# Prepping / Emergency Preparedness > General Emergency Preparedness >  Kerosene Heater

## COWBOYSURVIVAL

We have all witnessed the price of heating oil...I was curious are there any ideas or experiences using something other than Kerosene in these heaters. Maybe something along the same concept as bio-diesel?

----------


## tipacanoe

you would think it should work.  I have a heater in the basement that I haven't needed in a few years, might just have to get a new wick, clean it up and give it a try out in the garage with the door open.   It would be great if it were even cleaner than the K1

----------


## COWBOYSURVIVAL

> you would think it should work.  I have a heater in the basement that I haven't needed in a few years, might just have to get a new wick, clean it up and give it a try out in the garage with the door open.   It would be great if it were even cleaner than the K1


It became an idea because mine sat all year due to the price of Kero...I was thinking it may work for the shop.

----------


## Justin Case

here is some info http://urbanhomestead.org/journal/20...osene-heaters/

----------


## COWBOYSURVIVAL

Thanks for the link Justin!

----------


## hunter63

So is Bio-diesel cheaper than kerosene?

----------


## COWBOYSURVIVAL

> So is Bio-diesel cheaper than kerosene?

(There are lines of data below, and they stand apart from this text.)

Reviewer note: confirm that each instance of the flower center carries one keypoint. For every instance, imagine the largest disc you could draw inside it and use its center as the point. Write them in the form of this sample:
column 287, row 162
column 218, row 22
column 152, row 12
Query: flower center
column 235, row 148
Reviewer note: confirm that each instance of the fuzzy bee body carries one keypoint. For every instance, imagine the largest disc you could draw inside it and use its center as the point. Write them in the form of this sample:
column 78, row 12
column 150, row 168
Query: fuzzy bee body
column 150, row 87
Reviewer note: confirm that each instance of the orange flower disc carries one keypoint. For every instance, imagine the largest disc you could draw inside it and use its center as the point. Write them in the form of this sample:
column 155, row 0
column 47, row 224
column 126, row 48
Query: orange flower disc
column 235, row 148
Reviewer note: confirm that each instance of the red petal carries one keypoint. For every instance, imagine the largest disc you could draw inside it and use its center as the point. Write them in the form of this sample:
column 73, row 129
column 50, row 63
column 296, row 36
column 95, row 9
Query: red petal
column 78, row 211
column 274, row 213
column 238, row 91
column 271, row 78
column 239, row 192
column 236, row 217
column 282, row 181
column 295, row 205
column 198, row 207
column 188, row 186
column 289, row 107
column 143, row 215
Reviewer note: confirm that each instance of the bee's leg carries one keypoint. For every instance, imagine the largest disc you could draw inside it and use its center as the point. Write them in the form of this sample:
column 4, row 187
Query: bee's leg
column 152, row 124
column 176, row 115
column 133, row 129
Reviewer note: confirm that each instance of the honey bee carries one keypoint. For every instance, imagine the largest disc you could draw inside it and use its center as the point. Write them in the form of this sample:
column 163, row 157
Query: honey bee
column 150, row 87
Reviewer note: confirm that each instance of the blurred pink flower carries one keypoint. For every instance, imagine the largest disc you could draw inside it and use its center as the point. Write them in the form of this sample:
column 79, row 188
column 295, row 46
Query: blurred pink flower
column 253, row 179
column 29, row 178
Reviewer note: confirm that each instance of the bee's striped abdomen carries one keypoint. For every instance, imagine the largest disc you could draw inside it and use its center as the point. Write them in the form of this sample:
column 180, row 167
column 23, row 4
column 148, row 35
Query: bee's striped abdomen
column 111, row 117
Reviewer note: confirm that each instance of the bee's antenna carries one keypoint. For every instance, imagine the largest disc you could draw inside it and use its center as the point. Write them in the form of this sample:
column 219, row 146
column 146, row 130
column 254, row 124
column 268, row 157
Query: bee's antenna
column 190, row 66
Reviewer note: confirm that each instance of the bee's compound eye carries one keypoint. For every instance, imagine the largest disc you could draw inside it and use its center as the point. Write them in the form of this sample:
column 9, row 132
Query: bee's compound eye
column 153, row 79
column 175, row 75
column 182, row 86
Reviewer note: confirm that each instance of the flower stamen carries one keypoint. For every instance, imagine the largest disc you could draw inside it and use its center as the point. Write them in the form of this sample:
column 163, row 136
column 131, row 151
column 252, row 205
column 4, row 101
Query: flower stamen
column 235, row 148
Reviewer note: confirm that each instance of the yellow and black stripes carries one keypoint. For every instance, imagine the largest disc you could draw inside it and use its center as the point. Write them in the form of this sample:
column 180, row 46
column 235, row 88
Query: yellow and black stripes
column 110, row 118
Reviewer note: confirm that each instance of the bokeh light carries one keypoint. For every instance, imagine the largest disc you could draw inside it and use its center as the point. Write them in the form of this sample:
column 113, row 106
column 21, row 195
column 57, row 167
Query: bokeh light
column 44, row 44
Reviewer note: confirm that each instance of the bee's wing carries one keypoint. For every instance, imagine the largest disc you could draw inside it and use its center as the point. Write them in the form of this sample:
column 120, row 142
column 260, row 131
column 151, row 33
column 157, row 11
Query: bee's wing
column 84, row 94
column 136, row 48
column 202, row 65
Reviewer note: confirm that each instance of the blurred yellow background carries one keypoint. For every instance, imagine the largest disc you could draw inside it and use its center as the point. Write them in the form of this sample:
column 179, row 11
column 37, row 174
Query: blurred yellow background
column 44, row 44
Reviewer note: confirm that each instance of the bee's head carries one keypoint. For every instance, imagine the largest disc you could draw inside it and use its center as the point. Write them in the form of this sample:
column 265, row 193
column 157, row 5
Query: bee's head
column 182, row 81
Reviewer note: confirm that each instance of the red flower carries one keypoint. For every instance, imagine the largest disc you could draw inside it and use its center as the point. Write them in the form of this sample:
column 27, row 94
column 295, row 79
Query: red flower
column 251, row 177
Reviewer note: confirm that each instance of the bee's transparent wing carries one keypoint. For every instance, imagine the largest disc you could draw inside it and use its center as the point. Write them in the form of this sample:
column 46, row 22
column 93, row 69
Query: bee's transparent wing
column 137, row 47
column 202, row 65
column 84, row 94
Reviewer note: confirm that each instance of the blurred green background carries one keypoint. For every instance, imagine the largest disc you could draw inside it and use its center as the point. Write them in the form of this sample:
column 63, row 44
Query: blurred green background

Bio diesel is made from cooking oil...I haven't done it. It is a pet project.

----------


## crashdive123

I would imagine that the cost would be dictated by your source of oil/fat (I think the days of getting it free are long gone) and the cost of your processing.  Right now the cost of biodiesel at the pump is about double what diesel fuel costs.

----------


## hunter63

> I would imagine that the cost would be dictated by your source of oil/fat (I think the days of getting it free are long gone) and the cost of your processing.  Right now the cost of biodiesel at the pump is about double what diesel fuel costs.


That's what I thought.

I looked serious into home brew, bio-diesel, a couple of years ago and with the alcohol and other processing necessary, I thinking maybe we lost out on the "free' cooking oil, to fuel.

----------